Makes 22-23 Cookies
Ingredients
12 tablespoons (170 g) softened unsalted butter
¾ cup (150 g) light brown sugar
½ cup (100 g) granulated sugar
2 large eggs
2 teaspoons vanilla extract
3 cups (360 g) Jovial all-purpose flour
1 ½ teaspoon kosher salt
1 teaspoon baking soda
½ teaspoon baking powder
1 ½ cups (230 g) semi-sweet chocolate chips
A pinch of flaky sea salt, optional
Instructions
Preheat the oven to 350°F. Line a large baking sheet with parchment paper or a silicone baking mat.
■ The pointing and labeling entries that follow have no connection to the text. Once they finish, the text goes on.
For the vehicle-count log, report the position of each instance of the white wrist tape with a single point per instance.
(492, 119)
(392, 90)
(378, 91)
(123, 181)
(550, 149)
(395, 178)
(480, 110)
Using a stand mixer fitted with the paddle attachment or hand beaters, beat together the butter and both sugars until fluffy, 2-3 minutes. Scrape down the sides of the bowl as needed.
Add the eggs and vanilla extract and beat until combined.
In a large bowl, whisk together the flour, salt, baking soda and baking powder.
Add the dry ingredients slowly in three batches, scraping down the edge of the bowl as needed, and mixing until all the dry bits are combined. Fold in the chocolate chips.
Scoop generous 2 ½ tablespoon balls (1½” in diameter) onto the baking sheet, leaving 2 inches between each. Sprinkle the dough balls with flaky sea salt, if desired.
Bake for 10-12 minutes, until golden brown around the edges and set in the middle. Transfer to a cooling rack to cool completely before enjoying.